Oh yes, and more bad manners:
What is a freedom flight? What is meant by that term. We use that locally when we take special trips to honor veterans (sometimes called honor flights. I read Freedom Flight with interest, but didn’t see anything @ freedom, just curious.
Bob
The type of “freedom flight” that you are referring to is different than the of legal “freedom” that Matthew is referencing in his review. Mathew’s type of freedom is a legal authority to operate a specific route outside an airline’s home-flag country. There are about 10 types of freedom. Matthew’s RJ flight was a Fifth Freedom, due to the leg between KUL and BKK, with ultimate termination of the flight in AMM. This is a non technical explanation, but I hope it helps.
Here is a really nice, easy-to-follow summary of the “freedoms of the air” of which the fifth freedom is a part:
@ Bob McGurty
https://lmgtfy.com/?q=fifth+freedom+flights&s=
Photo of the barefooted primitive gives a new twist on ‘when pigs fly’. They do, at least the bipedal ones.
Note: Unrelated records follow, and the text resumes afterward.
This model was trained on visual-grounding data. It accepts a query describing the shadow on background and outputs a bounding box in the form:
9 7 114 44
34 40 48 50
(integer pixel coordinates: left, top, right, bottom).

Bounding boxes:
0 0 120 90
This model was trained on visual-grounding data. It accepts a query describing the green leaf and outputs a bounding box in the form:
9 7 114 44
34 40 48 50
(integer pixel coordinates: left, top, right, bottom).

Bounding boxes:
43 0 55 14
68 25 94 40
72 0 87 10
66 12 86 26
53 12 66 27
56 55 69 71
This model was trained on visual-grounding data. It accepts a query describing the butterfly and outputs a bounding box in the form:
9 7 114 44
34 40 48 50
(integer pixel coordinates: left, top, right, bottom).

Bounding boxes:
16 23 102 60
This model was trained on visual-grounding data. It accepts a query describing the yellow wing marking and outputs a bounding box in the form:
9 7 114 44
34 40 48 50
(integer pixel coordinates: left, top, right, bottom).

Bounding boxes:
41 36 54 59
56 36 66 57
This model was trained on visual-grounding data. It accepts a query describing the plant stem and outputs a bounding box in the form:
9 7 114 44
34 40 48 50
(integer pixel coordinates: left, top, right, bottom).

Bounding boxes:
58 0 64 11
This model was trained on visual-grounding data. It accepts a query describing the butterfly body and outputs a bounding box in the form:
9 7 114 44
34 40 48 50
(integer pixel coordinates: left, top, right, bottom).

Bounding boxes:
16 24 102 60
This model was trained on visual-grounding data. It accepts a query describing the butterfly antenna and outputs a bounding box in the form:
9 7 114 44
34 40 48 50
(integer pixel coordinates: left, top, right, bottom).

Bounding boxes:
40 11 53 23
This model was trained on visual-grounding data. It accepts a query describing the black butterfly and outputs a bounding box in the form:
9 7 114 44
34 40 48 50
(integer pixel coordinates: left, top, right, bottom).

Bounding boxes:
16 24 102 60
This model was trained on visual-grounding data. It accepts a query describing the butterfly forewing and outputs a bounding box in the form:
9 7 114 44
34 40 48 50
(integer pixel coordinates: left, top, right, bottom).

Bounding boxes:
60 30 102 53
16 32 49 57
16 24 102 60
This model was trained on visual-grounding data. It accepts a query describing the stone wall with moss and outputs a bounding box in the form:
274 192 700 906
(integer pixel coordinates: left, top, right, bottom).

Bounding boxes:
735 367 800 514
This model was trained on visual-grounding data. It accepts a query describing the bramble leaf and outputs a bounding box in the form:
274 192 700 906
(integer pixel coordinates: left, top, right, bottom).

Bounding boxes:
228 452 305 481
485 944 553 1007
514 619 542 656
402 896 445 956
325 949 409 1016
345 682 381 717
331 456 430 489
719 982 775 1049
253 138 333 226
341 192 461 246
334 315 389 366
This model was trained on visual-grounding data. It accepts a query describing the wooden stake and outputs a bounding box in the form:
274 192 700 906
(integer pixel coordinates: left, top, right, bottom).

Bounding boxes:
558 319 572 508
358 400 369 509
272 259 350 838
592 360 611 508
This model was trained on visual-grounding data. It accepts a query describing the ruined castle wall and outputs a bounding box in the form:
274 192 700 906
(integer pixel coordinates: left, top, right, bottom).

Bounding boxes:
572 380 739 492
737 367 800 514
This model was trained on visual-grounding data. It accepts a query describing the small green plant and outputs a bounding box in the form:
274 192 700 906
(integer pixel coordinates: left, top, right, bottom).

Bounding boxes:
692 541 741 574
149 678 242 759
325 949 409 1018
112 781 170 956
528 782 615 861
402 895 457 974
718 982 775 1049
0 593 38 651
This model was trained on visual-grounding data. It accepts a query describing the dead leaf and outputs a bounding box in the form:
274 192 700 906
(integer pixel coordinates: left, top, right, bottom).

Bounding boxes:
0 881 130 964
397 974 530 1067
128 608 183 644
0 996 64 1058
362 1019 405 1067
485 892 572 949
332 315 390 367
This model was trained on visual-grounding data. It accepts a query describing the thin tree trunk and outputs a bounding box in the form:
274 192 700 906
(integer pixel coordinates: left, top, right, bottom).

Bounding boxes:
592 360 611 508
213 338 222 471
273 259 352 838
Disgraceful, uncouth, unsanitary and indicative of the past 50 years of a near total breakdown of decorum, manners, civilisation itself.
Oh honey, cut the drama.
Hit a raw nerve, sis?
Bare feet on public furniture is disgusting. End of story.
Don’t tell Gary about the feet thing.
Speaking of bad manners, I´d love it if you could write about something that is becoming a common things on flights: people watching videos or listening to music on their phones or tablets without headphones! It annoys me so much….
Mmmm I often go barefoot on flights (hate the hot cabin). Didn’t realize it was so bad!
It’s not the bare feet. It’s putting your feet up on things. If I sit on it, or eat from it, or put my hands on it, then your shoes definitely don’t need to be on it, and preferably not your bare feet either.
Well, at least a bare foot is better than a shoe. So one step above rock bottom.
Another post, another glaring error in the very first sentence.
This used to be cheap J fare and a bonus OW sector for QF and BA members; unfortunately it rarely comes up as a cheap option these days . Same for BKK-HKG ( although maybe they stopped flying that now, leaving Kenya as the cheapest OW option).
Kenya Airways is SkyTeam.
Looks nice!
I’ve avoided Royal Jordanian since crossing the Atlantic in one of their 747’s in 1980. The airline was known as ALIA back then; named for King Hussein’s late queen, who had been killed in a helicopter crash. The 747 was absolutely full and I guarantee you, every single passenger (95% of whom were male) was smoking; cheap-tobacco cigarettes that stank to the point that I was headache-y and nauseous throughout the flight.
An off-duty flight attendant at the time, I had a galley conversation with one of the ALIA stewardesses. She was English and on one of her first flights back after a long hospital stay, having survived the terrible crash of ALIA flight #600 at Doha the previous year. She harbored a deep resentment towards the company, telling me about an inflight manager who had visited her in the hospital just days after the crash, to ask when she’d be able to be fitted for a new uniform. (!!!)
I lurched off that plane at JFK swearing “Never again!”